Daniel había llegado a leer, en algún antiguo tratado musical, que los cantantes que eran sorprendidos recreándose en la entonación de este intervalo podían ser torturados o incluso llevados a la hoguera, aunque todo lo relacionado con el tritono estaba envuelto en la más espesa bruma teológica. Otros estudiosos decían que el tritono tenía un fuerte componente sexual, lo que, lógicamente, escandalizaba sobremanera a las autoridades eclesiásticas, que por esa razón lo habían proscrito de la música sacra. ¿Sería por eso por lo que, siglos más tarde, el compositor Leonard Bernstein utilizó el tritono como
intervalo estrella
de su musical
West Side Story
, porque simbolizaba la atracción irresistible que sentían entre sí Tony y María?
MA-RIIIIII-a. I-JUST met a girl named Mariaaaa.
El tritono era el intervalo que separaba la dos primeras sílabas del nombre de la protagonista, y que luego, al llegar a la tercera sílaba, resolvía en una quinta perfecta, como si el profundo deseo que sentía Tony hacia ella se hubiera visto satisfecho en ese último aliento de voz. Daniel pensó que cuando uno escucha un tritono, incluso hoy en día, se tiene inmediatamente una sensación desasosegante, como de que algo maligno está a punto de suceder. Esa pudo ser la razón por la que Danny Elfman, el compositor de la banda sonora de los Simpsons, utilizó el
diabolus in musica
, quizá para describir al incorregible Bart, como intervalo inicial de su célebre sintonía.
LOS SIIIIIIIIIIMP - SONS
Daniel se dio cuenta de que su mente se estaba alejando de Beethoven y de la melodía del cuadro y trató de establecer alguna conexión entre el
diabolus in musica
que había en el anillo y algún episodio de la biografía del compositor.

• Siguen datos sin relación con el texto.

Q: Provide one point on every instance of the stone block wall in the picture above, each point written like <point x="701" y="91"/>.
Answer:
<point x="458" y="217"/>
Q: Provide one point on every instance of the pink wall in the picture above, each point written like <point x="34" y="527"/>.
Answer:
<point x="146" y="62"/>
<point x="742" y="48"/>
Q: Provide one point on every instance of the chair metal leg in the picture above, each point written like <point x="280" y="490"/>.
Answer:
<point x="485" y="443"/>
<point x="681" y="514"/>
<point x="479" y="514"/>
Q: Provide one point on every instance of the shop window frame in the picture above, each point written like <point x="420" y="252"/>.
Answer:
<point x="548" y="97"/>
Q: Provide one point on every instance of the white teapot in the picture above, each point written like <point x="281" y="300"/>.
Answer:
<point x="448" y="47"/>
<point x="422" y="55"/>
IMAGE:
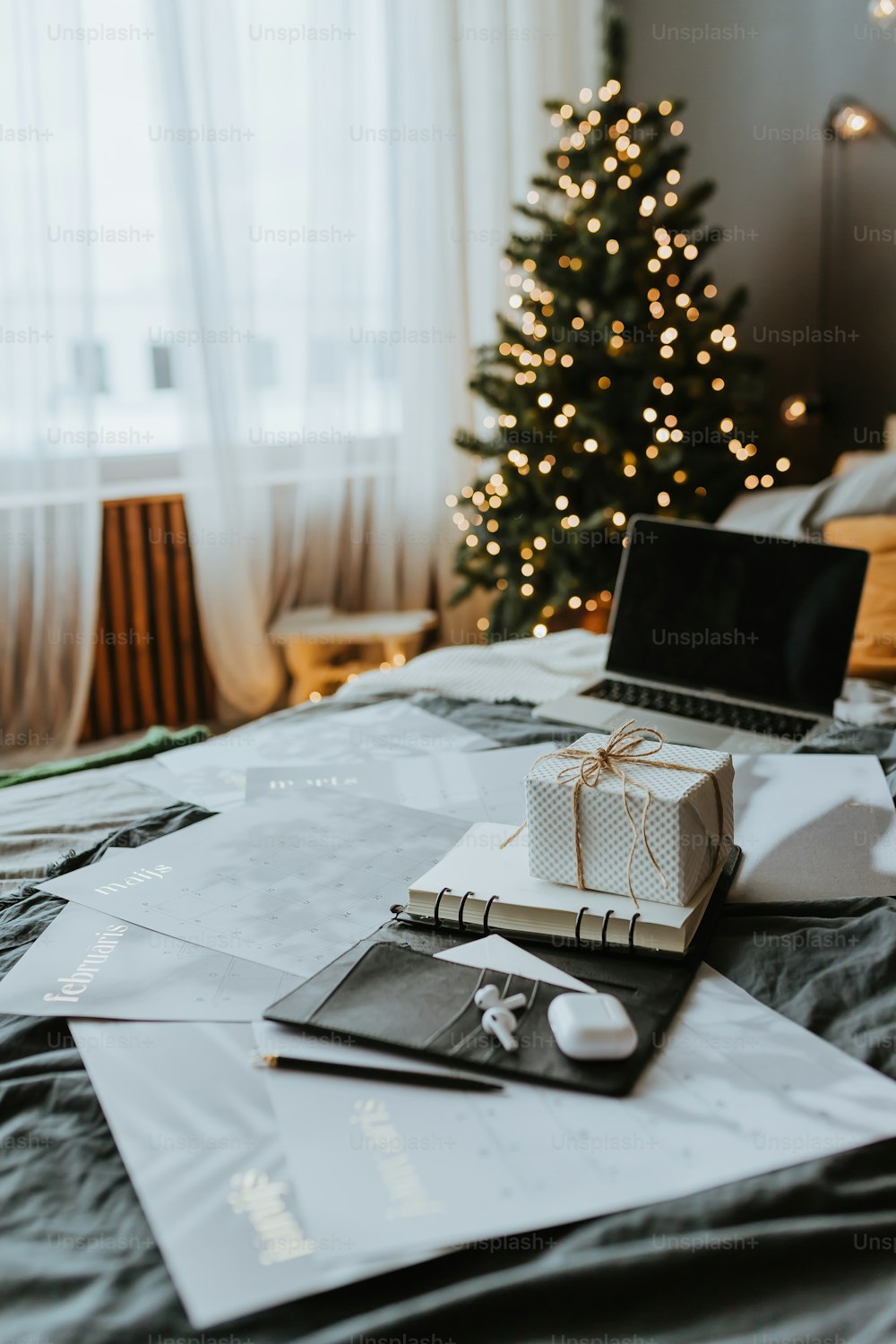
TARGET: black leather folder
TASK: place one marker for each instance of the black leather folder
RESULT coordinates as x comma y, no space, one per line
390,992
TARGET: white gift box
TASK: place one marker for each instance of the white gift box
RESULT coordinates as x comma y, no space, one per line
683,823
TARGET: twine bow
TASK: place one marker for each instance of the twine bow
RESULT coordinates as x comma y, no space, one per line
619,750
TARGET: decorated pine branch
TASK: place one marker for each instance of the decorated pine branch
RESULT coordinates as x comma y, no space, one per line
616,386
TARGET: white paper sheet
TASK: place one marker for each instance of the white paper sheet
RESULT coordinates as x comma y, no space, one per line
195,1129
737,1090
495,953
290,883
813,828
478,787
88,965
214,773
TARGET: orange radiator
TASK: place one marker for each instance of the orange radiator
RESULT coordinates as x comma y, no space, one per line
150,664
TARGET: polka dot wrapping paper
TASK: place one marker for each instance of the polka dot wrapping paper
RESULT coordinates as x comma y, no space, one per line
681,822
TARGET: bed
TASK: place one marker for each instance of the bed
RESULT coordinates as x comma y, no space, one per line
802,1254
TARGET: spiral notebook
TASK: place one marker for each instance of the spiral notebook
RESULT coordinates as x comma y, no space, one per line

Y entonces fue cuando se acordó de los
Illuminati
.
Beethoven había simpatizado abiertamente con esa sociedad secreta, que a diferencia de la masonería, a la que había pertenecido, por ejemplo, Mozart, no exigía de sus miembros la creencia en un Ser Supremo. Esto provocó que en la secta de los
Illuminati
, de la que formaban parte muchos amigos de Beethoven, se infiltrara un número nada despreciable de agnósticos y ateos, lo que confirió un tinte marcadamente anticlerical a la sociedad. Los enemigos de los
Illuminati
eran pues la Iglesia católica y los grandes monarcas europeos, que defendían que habían sido investidos de su poder terrenal por Dios Todopoderoso. Sus más acérrimos detractores sostenían que la Revolución francesa había sido concebida y alentada por los
Illuminati
, a través de los jacobinos, y que incluso se había hecho sentir su perversa mano en la Revolución rusa de 1917. Y en una fecha tan tardía como 1983, el ahora Papa de Roma y entonces cardenal Ratzinger, había declarado en un documento hecho público por el Santo Oficio, que en pleno siglo XX Roma seguía contemplando con disgusto a las sociedades de tipo masónico (como los
Illuminati)
, ya que los principios que los inspiraban eran irreconciliables con la Iglesia, y por lo tanto se prohibía a los católicos su pertenencia a ellas, so pena de incurrir en pecado mortal y de no poder recibir el sacramento de la comunión.